Flores de palofierro

Por: EVE GIL
¿Sueña la razón? Es probable que la razón en sí sea un sueño que el hombre se ha inventado en su necia búsqueda de orden que, paradójicamente, desencadena el caos. Si empleamos la lógica de los indígenas seris de la extraordinaria novela de Agustín Ramos, La visita, la guerra, mientras no tenga su origen en la legítima defensa, no puede ser producto de un ser civilizado. Para ellos, los salvajes, los bárbaros, son aquellos que insisten en despojarlos de sus tierras y convertirlos a una religión que encuentran absurda y forzarlos a fingir que nada de lo que son, de lo han sido, sucedió jamás.
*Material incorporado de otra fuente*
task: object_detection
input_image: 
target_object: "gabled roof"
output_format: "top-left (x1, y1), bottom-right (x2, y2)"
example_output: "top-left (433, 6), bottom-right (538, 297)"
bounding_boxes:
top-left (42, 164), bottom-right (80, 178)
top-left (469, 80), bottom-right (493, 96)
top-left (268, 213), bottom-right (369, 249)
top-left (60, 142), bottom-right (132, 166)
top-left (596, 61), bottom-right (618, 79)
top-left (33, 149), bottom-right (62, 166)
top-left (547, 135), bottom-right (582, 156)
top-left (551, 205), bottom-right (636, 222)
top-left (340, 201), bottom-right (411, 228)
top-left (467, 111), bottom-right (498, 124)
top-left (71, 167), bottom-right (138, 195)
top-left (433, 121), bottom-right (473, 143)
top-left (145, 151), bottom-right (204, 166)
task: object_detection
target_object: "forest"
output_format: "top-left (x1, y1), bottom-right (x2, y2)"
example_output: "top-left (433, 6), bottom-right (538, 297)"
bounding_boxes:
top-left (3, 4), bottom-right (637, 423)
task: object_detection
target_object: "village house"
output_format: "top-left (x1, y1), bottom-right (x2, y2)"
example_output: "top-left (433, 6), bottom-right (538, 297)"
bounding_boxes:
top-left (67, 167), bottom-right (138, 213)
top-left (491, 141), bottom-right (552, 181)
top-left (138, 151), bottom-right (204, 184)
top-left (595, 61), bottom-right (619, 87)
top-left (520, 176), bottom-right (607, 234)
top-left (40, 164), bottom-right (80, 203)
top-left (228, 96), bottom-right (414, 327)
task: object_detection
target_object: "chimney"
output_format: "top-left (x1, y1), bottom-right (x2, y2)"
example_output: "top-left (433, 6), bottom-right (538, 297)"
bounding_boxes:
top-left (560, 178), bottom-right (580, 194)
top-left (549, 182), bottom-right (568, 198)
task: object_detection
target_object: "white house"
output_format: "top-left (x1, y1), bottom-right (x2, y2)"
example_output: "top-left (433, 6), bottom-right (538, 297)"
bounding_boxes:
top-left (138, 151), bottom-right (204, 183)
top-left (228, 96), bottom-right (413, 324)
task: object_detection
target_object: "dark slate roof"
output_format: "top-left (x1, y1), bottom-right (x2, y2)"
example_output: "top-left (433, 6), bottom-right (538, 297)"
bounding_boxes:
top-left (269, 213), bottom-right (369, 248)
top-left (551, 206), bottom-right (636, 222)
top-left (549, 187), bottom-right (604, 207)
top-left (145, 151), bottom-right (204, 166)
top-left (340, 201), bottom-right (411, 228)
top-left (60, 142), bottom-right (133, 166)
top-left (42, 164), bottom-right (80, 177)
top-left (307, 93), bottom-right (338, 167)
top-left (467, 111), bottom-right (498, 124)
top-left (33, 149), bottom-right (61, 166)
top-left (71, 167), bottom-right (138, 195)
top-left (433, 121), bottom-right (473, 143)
Porque ese es el sueño del visitador José Gálvez: fundar una especie de Florencia mexicana en pleno desierto y forzar a sus habitantes naturales a doblegarse a sus caprichos, a asumir papeles inverosímiles que la dignidad seri –que Gálvez, como los otros que han pretendido “civilizar” a los indígenas, alcanzan a comprender porque los rebasa- no estaría dispuesta a tolerar. Para ellos, los comediantes son aquellos que sueñan con obligarlos a cubrir su desnudez en un clima que no amerita los ropajes y el fasto europeo. Un clima, a todas luces, amigo y aliado de los nativos. Quienes hemos vivido en carne propia el agobio del calor del desierto donde finalmente se fundaron ciudades, no muy apartadas de la alocada imaginación del Visitador, no podemos evitar reír cuando leemos que fue precisamente el clima lo que trastoca sus sueños de grandeza en llana y franca locura.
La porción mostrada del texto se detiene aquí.